Catherine Sampson tries to give the Charter ’08 crowd a boost:
Well it depends on how old they are. There were sharp downturns in growth from 89-92 and 97-98, for instance. None of these produced any of the politically directed unrest Ms S is looking forward too. And besides, she’s looking in the wrong places. It’s the people who marginally benefitted in the good years who are in most danger of running out of money and options. Most analysts number the Chinese middle classes at around 200 million. That’s over a billion people left who never did that well in the first place, though most did do better.
What effects will recession have there? “More unrest” is the usual answer. Most of the earlier wave of MGIs were actually products of increased growth: cadres and well connected businessmen grabbing peasant land to put it to more profitable use. These are not likely to increase in a recession. Nor are the civic protests such as those against the Xiamen PX naphta cracker or the Shanghai Maglev project for similar regions. Social MGI’s, where large crowds of under or marginally and under- employed people gather to riot against some example of abuse of power by Party officials are likely to grow, if only because recession will increase the numbers of the rioting classes. But it’s unclear how much of a threat this is to Communist Party rule. At one stage during the Cultural Revolution, 120,000 men fought on the streets of Shanghai and the Party got through that OK. The CPC is a very resilient organization. It’s not some rancid Soviet false face in Eastern Europe.

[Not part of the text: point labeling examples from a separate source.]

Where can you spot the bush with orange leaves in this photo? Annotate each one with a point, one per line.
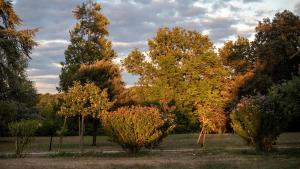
(134, 127)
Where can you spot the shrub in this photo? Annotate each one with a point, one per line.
(254, 121)
(135, 127)
(23, 132)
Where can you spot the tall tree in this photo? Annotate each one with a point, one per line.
(89, 56)
(276, 51)
(89, 42)
(16, 92)
(83, 101)
(181, 66)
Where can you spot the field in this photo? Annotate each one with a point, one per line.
(177, 151)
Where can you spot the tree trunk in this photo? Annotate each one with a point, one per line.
(82, 135)
(201, 138)
(79, 126)
(95, 127)
(50, 144)
(17, 147)
(61, 134)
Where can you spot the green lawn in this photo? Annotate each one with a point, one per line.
(221, 151)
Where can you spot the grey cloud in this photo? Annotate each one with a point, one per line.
(250, 1)
(132, 22)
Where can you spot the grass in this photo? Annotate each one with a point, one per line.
(221, 151)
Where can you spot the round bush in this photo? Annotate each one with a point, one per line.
(134, 127)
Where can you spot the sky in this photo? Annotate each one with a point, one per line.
(133, 22)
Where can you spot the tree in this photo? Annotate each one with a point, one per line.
(89, 56)
(284, 99)
(15, 48)
(48, 105)
(23, 131)
(181, 65)
(84, 100)
(88, 42)
(275, 52)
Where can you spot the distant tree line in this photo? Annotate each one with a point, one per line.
(185, 85)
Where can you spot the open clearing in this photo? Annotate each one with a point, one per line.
(222, 151)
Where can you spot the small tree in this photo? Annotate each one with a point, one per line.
(211, 120)
(23, 132)
(135, 127)
(84, 100)
(246, 118)
(256, 120)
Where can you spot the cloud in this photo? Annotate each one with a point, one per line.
(251, 1)
(133, 22)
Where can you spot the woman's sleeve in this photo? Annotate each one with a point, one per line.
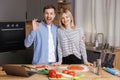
(59, 48)
(83, 48)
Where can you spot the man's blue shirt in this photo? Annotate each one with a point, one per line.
(40, 39)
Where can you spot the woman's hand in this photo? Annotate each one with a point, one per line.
(56, 64)
(35, 24)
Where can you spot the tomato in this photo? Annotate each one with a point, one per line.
(65, 71)
(71, 73)
(52, 73)
(58, 75)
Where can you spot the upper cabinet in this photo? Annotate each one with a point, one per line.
(35, 8)
(12, 10)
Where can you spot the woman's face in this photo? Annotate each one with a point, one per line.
(65, 20)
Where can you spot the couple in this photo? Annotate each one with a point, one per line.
(53, 45)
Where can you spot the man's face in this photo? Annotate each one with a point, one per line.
(49, 16)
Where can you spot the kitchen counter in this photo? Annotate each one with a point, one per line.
(89, 75)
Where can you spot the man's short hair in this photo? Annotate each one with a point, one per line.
(49, 7)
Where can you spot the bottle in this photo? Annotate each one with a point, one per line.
(94, 67)
(112, 71)
(99, 69)
(96, 43)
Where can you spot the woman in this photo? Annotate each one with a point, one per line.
(71, 47)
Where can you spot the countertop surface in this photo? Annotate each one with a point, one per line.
(88, 75)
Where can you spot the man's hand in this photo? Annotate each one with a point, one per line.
(56, 64)
(35, 25)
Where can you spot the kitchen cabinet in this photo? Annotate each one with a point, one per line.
(35, 8)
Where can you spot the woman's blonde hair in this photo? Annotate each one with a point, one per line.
(69, 14)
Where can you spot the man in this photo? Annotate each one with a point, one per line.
(44, 36)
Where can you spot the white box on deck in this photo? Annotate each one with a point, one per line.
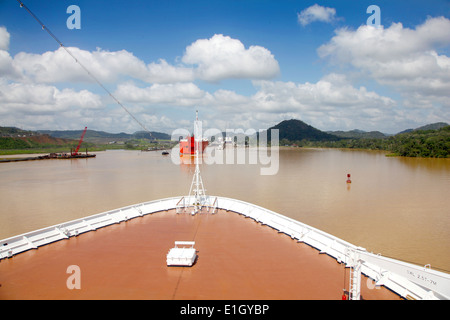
(183, 254)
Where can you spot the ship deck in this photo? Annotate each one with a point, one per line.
(238, 258)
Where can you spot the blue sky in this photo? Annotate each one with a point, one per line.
(242, 64)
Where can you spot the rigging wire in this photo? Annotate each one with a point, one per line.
(22, 5)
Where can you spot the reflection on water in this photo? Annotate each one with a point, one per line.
(398, 207)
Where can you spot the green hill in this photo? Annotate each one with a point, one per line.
(296, 130)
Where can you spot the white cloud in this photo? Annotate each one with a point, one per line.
(4, 38)
(213, 59)
(176, 94)
(402, 58)
(222, 57)
(316, 13)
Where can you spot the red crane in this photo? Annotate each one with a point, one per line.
(79, 143)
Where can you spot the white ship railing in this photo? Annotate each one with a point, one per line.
(408, 280)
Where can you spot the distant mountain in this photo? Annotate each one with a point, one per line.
(359, 134)
(296, 130)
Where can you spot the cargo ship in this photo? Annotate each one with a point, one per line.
(187, 145)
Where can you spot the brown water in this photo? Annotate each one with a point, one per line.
(399, 207)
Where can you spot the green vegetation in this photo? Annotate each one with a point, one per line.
(17, 141)
(418, 143)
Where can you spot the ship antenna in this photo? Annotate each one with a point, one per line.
(197, 190)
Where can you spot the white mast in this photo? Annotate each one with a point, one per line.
(197, 191)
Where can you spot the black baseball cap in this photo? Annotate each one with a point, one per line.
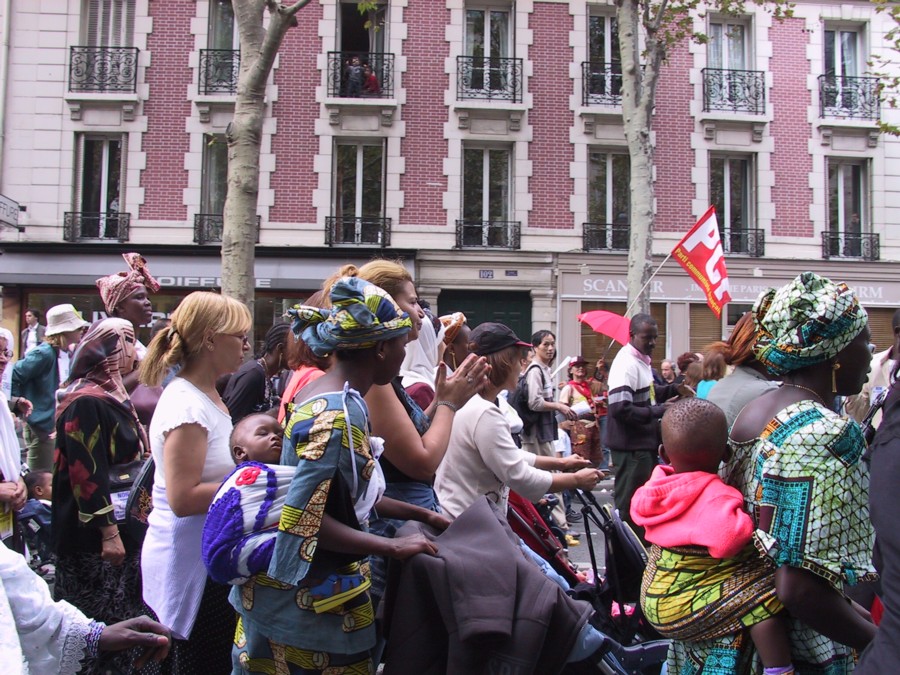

Ms Sampson also seems to be enamoured of the odd idea that the Chinese as whole have been somehow pampered over recent years. Someone my age would have been born in China just after the Great Leap Forward and just before the Cultural Revolution. I would have been fourteen when Deng introduced the household responsibility system in the countryside, at which age I would have been able to count on a regular full stomach. I’d have got to university a few years after regular examinations were introduced. I’d have been on the job market for two or three years at the time of Tiananmen and the resultant freeze on economic growth. Things might have got better along a fairly smooth upward gradient since then, but there’s nothing about a recession in itself that would produce a shattering sense of disillusion.
As it happens, there’s not been much response of any kind that I’ve been able to detect to Charter 08 from the wider Sinosphere. Roland Soong translates a critique by veteran dissident Wang Xizhe here. But that’s broadly it. Liu Xiaobo was arrested, but Liu Xiaobo is always getting arrested. It’s debatable how much publicity the Charter would have got if he’d have been left alone.
You've examined the wrong age range. Middle aged men don't make revolution. Young men (18-24) do. They don't owe the existing system anything and could quite easily become the leaders of the new order.
I agree that the Chinese state doesn't look weak enough for a successful revolt. I anticipate mass demonstrations, protests and a re-organization of the political hierarchy in their wake.
Posted by: Fellow Traveller | December 14, 2008 at 06:41 PM
"Middle aged men don't make revolution"
No, but they do lead them :-) I was thinking more of this idea that recession is some kind of unparalleled catastrophe in recent Chinese history.
What I'd anticipate politically is more of a withdrawal from the parallel administrations the CPC runs right down to village level, with autonomy and local democracy very gradually increasing in size and scope, at times under pressure from localized outbreaks of discontent.
In Britain we got the Baron's charter in 1215; women were granted equal suffrage with men in 1928. I think we might be looking at that kind of timescale for China.
Posted by: jamie k | December 14, 2008 at 07:24 PM
I think the modern world moves at a faster rate than your historical analogy. The speed of communications across the whole globe makes rapid transformation much more likely. We've not seen the full effect of the Internet & mobile phones in every pocket yet.